レンブラント・ファン・レイン(1606-1669/オランダ絵画黄金期)の次なる絵は、画家が愛して已まなかった妻サスキアを描いた 「フローラに扮したサスキア」(1635年/124 x 98 cm)。
画商ヘンドリック・ファン・アイレンビュルフの家で、ヘンドリックの親戚の娘で当時20歳だったサスキアと出会ったとされるレンブラント。
サスキアは、地方都市の市長を務めたことのある父の死を機にアムステルダムに出てきていた。
若干内気ながらも、教養高く華やかな雰囲気をもつサスキア、ふたりは瞬く間に恋に落ちたとされる。
1634年夏、幾つかの障害を乗り越え、彼女の故郷フリースラントで結婚式を挙げた。
この結婚は、ライデンのアウデ・ライン(古いライン川)畔に風車を所有する粉屋の息子にとって、社会的な地位を上げる役目も果たしたようだ。

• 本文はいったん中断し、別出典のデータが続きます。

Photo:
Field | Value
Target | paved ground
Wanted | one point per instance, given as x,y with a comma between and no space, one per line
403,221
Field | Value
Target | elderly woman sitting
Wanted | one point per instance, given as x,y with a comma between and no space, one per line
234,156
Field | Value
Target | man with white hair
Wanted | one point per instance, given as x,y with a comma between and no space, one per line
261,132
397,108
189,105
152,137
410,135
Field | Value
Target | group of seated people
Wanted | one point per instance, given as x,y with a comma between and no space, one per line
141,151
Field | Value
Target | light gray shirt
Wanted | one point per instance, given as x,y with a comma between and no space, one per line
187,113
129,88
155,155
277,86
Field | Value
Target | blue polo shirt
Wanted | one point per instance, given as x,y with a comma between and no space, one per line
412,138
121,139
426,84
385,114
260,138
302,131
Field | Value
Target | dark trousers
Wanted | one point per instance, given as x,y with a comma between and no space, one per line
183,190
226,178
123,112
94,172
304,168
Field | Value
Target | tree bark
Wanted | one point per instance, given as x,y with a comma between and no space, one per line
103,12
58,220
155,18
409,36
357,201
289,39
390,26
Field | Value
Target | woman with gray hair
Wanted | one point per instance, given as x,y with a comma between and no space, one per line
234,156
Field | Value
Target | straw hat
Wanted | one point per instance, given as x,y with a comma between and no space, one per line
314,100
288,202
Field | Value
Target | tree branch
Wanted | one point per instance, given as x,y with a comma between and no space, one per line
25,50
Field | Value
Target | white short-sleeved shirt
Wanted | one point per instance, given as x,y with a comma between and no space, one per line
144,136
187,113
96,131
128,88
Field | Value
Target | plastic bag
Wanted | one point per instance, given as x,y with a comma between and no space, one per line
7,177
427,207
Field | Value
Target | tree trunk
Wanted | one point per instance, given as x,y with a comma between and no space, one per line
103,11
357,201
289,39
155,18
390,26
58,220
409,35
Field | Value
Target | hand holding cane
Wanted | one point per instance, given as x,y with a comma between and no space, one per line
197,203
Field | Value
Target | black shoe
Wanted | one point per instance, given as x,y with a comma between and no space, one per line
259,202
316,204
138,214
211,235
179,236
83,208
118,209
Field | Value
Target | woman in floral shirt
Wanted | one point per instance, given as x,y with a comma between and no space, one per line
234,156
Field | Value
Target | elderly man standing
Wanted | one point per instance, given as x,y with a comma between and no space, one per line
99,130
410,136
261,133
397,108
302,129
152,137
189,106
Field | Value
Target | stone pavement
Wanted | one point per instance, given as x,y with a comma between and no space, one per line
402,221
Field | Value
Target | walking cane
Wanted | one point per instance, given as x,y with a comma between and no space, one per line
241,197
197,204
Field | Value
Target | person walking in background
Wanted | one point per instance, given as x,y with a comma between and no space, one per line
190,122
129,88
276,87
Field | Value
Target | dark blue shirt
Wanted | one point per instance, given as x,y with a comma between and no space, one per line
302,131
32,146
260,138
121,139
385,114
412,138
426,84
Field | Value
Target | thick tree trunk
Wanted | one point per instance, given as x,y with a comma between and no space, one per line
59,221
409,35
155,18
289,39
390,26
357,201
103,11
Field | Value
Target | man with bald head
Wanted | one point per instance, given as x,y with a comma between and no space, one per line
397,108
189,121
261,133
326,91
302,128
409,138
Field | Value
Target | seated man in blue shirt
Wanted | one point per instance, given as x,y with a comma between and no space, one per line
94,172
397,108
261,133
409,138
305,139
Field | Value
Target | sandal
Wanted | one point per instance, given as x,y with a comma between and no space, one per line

そのサスキアとの愛に包まれた日々も長く続かなかった。
一子、二子を失い、三子ティトゥスの出産後、床についてしまったサスキアは42年の初夏、30歳の若さでこの世を去る。
この辺りを境に、レンブラントの華々しい画業に陰りが見え始める。
サスキアとの10年足らずだが満たされた暮らしの中で、愛する妻をモデルに数々の傑作を描いている。
そのひとつである 「フローラに扮したサスキア」(上)は、レンブラントにとって黄金時代(1632 ‐ 42年)と呼ばれる35年、つまり、結婚の翌年に描かれたとされている。
この絵は当初、旧約聖書の聖女ユディトが描かれ、その制作途中で花と美の女神フローラへと変更されたことが判明しているらしい。
ちなみにフローラとは、ローマ神話に登場するの花と豊穣と春の女神。
ユディトは、以前に小ブログでも取り上げた記憶があるが、ベトリアの町を包囲したアッシリアの将軍ホロフェルネスの陣をヘブライ人の美しい寡婦ユディトが訪ね誘惑する。
ホロフェルネスが酔いつぶれたのを見計らったところで首を刎ね、ヘブライ人は敵を打ち破ったという。
余談だが、バロックの鬼才カラヴァッジョ(1573-1610/イタリア)。
人間が持っている暴力性と残虐性は、女性と雖も例外ではないということを、「<ホロフェルネスの首を斬るユディト>」(ローマ国立美術館蔵)で、劇的なまでリアルに表現している。
話を戻して、なるほど本作、右手に剣らしき杖、左手に花を持ち微かに笑みを浮かべ画家を見詰めるサスキア、圧倒する存在感を漂わせている。
彼はこの作品の前年、本作のヴァリアント・異同作品 「春の女神フローラに扮したサスキア」(下/1634年/125×101cm/エルミタージュ美術館蔵)を描いている。